Почти бегом он вылетел из общежития, по инерции просеменил десяток метров — и только тут заставил себя замедлить шаг. Ящик с инструментом был в руке — и его привычная невеликая тяжесть немного успокоила столяра. Он откашлялся, покрутил головой, сплюнул и попытался придать своему лицу привычное выражение деловитости и озабоченности. Оглянулся — вокруг вроде бы никого нет, только занавеска на близком окошке словно бы дернулась. А может, просто показалось?

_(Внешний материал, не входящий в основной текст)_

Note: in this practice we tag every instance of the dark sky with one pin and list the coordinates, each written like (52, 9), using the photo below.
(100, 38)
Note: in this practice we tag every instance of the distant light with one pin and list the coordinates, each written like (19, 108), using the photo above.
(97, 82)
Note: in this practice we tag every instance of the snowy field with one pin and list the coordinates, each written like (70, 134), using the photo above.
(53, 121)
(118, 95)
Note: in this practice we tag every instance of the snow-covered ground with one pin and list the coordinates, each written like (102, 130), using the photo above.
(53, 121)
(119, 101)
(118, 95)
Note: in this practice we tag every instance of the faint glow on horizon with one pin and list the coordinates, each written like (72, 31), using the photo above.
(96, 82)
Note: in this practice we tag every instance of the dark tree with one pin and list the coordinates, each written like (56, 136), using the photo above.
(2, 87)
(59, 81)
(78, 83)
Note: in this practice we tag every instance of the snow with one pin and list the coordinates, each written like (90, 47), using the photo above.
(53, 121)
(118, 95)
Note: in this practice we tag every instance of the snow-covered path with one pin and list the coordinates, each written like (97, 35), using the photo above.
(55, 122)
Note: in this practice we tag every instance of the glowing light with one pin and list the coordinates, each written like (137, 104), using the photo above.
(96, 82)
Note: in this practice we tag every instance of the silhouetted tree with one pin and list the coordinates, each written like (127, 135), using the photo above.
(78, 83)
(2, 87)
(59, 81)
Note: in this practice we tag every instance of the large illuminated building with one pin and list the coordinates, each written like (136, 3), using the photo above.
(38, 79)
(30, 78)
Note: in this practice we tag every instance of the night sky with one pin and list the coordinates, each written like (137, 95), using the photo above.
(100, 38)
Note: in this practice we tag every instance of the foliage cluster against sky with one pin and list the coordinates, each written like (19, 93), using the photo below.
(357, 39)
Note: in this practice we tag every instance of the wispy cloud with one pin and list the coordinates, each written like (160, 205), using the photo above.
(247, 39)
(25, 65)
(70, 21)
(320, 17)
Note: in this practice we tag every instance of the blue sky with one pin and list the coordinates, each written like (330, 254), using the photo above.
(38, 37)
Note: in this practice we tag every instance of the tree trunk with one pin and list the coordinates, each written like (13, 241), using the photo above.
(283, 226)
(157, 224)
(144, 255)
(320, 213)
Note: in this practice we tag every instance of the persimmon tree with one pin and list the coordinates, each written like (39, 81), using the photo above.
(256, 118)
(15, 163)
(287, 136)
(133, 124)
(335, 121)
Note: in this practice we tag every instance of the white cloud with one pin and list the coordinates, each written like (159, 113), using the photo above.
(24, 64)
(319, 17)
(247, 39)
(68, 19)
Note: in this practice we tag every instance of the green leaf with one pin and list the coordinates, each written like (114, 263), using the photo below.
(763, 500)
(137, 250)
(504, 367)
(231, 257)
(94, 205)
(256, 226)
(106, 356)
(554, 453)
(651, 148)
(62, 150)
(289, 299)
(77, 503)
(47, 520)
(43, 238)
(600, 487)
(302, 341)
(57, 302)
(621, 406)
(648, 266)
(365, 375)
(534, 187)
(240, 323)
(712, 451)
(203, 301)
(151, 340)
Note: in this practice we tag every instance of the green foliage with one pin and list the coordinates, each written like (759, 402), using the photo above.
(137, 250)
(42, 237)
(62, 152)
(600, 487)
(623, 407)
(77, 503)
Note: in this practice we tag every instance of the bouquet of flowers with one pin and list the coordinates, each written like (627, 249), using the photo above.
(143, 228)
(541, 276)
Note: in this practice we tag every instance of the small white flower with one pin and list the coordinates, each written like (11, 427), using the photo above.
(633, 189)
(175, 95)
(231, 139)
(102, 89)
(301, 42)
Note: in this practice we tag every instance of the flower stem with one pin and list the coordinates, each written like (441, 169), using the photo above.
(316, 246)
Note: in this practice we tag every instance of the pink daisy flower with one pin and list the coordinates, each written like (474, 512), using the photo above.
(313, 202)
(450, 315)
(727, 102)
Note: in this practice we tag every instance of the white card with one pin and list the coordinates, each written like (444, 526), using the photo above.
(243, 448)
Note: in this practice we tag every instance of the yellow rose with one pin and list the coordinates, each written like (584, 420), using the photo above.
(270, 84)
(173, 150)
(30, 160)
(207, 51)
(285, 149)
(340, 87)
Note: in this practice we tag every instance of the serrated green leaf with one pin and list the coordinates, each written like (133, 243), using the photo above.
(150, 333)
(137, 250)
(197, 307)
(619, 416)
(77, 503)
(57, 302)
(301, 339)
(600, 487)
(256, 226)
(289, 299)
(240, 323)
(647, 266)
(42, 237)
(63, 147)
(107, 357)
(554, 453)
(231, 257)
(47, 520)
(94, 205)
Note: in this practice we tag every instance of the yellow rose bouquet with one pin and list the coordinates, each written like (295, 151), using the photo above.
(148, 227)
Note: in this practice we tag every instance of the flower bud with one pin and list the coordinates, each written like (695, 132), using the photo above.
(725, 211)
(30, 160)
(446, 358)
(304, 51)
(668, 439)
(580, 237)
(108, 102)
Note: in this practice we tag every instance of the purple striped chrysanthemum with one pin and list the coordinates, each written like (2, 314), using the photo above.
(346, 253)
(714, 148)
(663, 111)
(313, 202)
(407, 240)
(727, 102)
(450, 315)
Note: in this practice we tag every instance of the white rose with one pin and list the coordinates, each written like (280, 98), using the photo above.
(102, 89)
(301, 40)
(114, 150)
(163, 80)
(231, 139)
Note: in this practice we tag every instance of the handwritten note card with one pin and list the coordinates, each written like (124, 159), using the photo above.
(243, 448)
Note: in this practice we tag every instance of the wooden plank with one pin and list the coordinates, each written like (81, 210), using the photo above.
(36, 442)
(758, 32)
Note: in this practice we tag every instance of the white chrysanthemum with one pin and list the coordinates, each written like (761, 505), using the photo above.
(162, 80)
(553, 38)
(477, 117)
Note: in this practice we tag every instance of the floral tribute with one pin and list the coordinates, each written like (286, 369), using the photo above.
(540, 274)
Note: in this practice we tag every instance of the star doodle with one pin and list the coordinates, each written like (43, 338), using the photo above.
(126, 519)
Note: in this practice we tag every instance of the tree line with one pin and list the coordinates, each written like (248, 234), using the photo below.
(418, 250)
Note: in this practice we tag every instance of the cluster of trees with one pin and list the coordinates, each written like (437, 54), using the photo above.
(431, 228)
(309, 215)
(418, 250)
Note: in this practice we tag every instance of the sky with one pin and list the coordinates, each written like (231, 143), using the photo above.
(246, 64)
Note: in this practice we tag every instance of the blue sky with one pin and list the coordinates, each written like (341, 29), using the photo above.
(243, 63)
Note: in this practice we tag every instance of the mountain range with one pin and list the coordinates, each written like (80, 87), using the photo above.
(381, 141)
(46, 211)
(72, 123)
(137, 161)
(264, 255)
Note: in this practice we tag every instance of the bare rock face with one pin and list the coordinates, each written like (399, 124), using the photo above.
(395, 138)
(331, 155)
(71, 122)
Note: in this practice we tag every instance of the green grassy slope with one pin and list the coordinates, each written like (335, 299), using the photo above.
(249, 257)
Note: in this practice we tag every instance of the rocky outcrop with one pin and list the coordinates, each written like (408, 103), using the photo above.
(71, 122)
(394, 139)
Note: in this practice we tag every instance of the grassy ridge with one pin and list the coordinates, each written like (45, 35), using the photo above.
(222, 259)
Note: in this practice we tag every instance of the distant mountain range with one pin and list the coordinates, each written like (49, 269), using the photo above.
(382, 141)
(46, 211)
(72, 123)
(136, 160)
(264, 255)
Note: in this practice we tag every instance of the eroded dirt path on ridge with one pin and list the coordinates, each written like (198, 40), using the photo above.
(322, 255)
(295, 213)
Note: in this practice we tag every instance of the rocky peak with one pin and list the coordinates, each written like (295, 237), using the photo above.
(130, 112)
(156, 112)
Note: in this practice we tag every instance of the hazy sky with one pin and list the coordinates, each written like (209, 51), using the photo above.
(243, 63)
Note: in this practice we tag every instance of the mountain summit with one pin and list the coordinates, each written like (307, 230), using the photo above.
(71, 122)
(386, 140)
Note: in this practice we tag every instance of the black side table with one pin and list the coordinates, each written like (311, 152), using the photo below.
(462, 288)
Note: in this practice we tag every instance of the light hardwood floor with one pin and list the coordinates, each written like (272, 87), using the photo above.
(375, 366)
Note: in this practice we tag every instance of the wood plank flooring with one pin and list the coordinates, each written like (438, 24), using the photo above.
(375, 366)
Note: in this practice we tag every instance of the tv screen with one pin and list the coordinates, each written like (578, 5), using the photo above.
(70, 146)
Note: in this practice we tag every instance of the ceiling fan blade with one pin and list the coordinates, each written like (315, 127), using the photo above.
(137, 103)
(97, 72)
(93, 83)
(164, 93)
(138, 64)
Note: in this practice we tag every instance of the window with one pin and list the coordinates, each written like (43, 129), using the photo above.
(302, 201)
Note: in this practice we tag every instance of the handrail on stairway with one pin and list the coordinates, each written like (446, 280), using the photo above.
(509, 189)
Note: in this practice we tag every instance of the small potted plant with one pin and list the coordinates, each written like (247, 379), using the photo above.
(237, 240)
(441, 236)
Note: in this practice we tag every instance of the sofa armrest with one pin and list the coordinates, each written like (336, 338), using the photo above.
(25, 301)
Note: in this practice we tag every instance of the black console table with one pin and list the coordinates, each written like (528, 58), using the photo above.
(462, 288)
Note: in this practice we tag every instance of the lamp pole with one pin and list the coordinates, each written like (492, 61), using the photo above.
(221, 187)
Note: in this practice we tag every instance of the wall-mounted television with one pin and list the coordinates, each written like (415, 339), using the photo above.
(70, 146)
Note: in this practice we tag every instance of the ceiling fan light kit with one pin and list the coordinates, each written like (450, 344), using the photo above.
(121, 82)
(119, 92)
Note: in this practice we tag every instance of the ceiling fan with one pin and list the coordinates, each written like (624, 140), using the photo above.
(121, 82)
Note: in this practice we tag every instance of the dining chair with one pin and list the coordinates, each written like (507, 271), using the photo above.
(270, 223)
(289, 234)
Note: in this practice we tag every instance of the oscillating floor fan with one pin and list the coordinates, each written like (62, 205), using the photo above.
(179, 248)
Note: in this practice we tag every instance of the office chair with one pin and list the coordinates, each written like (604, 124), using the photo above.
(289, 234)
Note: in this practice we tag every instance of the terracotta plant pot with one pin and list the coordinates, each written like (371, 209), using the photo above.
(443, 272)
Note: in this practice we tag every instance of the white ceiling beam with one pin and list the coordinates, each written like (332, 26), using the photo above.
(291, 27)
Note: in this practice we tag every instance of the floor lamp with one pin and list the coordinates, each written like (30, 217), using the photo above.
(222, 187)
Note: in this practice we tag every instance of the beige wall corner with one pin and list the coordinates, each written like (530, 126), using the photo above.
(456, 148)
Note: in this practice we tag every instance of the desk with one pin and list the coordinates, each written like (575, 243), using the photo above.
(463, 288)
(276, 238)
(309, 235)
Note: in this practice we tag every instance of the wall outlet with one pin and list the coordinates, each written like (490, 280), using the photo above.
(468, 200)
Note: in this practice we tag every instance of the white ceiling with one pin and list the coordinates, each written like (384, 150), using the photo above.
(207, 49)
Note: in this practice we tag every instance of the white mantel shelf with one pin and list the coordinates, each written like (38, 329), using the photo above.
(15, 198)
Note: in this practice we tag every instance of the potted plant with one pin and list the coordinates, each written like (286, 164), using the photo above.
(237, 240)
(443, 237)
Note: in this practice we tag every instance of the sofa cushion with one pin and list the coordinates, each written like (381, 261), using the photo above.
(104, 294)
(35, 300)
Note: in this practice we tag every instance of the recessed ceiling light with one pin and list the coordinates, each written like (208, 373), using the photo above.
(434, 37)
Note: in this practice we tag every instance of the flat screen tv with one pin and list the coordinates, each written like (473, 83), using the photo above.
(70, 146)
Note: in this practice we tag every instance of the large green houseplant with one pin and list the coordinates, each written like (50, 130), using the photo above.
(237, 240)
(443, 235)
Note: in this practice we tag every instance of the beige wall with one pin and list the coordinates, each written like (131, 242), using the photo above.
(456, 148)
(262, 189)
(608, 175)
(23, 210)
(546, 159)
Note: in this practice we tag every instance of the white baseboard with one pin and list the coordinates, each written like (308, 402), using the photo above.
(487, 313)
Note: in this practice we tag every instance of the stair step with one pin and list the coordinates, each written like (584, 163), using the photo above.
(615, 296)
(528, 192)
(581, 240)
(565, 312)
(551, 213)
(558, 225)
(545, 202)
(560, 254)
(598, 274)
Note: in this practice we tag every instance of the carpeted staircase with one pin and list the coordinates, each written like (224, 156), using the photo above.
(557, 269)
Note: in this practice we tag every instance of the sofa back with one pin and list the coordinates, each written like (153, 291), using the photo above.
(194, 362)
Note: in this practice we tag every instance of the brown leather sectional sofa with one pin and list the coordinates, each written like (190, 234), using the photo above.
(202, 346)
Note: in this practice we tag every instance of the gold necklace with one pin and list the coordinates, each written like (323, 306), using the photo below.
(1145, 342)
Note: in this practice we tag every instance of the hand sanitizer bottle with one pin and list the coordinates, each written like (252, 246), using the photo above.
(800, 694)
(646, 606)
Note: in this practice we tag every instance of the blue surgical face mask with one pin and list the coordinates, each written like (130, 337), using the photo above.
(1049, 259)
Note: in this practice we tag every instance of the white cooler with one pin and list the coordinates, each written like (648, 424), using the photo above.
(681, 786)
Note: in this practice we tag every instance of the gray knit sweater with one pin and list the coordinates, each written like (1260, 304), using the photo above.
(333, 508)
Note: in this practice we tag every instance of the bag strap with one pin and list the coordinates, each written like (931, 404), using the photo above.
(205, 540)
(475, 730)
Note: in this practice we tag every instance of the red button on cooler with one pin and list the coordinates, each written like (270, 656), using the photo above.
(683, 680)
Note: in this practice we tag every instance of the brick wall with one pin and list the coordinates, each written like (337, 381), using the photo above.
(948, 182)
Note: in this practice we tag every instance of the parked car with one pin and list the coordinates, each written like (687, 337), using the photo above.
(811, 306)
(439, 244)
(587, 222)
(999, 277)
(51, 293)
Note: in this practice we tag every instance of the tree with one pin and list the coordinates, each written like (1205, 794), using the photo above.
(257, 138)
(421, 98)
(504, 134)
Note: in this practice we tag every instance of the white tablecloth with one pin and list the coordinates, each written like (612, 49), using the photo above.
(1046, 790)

Столяр достал из кармана часы и вгляделся в циферблат. До конца рабочего дня оставалось полчаса. Надо было идти на фабрику.
— Хоть стекол на завтра нарежу, — рассудил он вслух. — Жаль, размер не снял. Да, поди, стандартный...
И снова оглянулся — не слышит ли кто его? Вот, скажут, чудак: сам с собой на улице разговаривает.